Having run across this problem before, I attempted to start the 'default' network:

Code: Select all

# virsh net-list --all
 Name      State      Autostart   Persistent
----------------------------------------------
 default   inactive   yes         yes

# virsh net-start default
error: Failed to start network default
error: internal error: Failed to run firewall command iptables -w --table filter --list-rules: modprobe: FATAL: Module ip_tables not found in directory /lib/modules/6.17.2-gentoo
iptables v1.8.11 (legacy): can't initialize iptables table `filter': Table does not exist (do you need to insmod?)
Perhaps iptables or your kernel needs to be upgraded.

Looking a bit further into the problem, I realised that it's due to the 6.17 kernels defaulting 'NETFILTER_XTABLES_LEGACY' to 'n' instead of 'y'. I figured it would be a good time to make the switch from iptables to nftables anyway, so I configured my kernel with the needed options:
https://wiki.gentoo.org/wiki/Nftables

and emerged net-firewall/nftables.

Now that everything is working again, I realised that I can't remove net-firewall/iptables due to both libvirt and iproute2 requiring the package.

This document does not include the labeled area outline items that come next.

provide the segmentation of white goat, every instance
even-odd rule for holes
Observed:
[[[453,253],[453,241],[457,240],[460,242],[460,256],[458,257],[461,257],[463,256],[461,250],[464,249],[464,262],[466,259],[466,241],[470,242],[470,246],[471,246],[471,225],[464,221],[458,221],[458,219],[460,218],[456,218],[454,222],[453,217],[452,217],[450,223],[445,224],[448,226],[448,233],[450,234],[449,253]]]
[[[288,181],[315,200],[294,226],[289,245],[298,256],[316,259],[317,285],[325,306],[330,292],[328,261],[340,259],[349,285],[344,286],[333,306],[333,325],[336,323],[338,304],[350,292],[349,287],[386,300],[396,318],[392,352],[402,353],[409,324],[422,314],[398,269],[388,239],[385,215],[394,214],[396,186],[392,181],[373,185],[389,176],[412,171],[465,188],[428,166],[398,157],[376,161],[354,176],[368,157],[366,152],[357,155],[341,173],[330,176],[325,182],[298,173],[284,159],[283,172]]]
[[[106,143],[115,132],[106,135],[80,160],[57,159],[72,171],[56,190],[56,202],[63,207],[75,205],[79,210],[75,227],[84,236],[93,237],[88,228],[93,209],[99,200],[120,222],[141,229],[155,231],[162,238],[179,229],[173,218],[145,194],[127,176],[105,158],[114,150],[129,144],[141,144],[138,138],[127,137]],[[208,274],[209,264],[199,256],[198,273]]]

1) I think it would be helpful to notify users of this kernel configuration defaults change (especially for those who use `make olddefconfig` when updating).
2) Is the net-firewall/iptables package still required for libvirt? It looks like it defaults to nftables if available:

Code: Select all

$ grep -A3 'If firewall_backend' /etc/libvirt/network.conf 
#   If firewall_backend isn't configured, libvirt will choose the
#   first available backend from the following list:
#
#     [nftables, iptables]

[grknight]

See also Kernel 6.17 - options not found for IP_NF and IP6_NF for related content

[MorgothSauron]

I had the same problem last week

I first enabled NETFILTER_XTABLES_LEGACY, but that wasn't enough.

I had to change the config for iptables

Code: Select all

root@morgoth:~ # eselect iptables list                                                                                                                                                
Available iptables symlink targets:
  [1]   xtables-legacy-multi
  [2]   xtables-nft-multi *
root@morgoth:~ # 

I didn't have the second option at first. I had to add the nftables USE to iptables (net-firewall/iptables nftables).

That was enough to start the default network again.

Finally, there were other kernel options reported as missing by a recent update to libvirt. See this post:
Kernel 6.17 - options not found for IP_NF and IP6_NF for related content

[NathanZachary]

I was able to get the network to start without adding the 'nftables' USE flag to net-firewall/iptables. Without that USE flag, though, there is only 'xtables-legacy-multi' and not 'xtables-nft-multi' under `eselect iptables list`. It didn't matter for my particular case, but it has me wondering what the point is of switching to nftables if net-firewall/iptables is still required?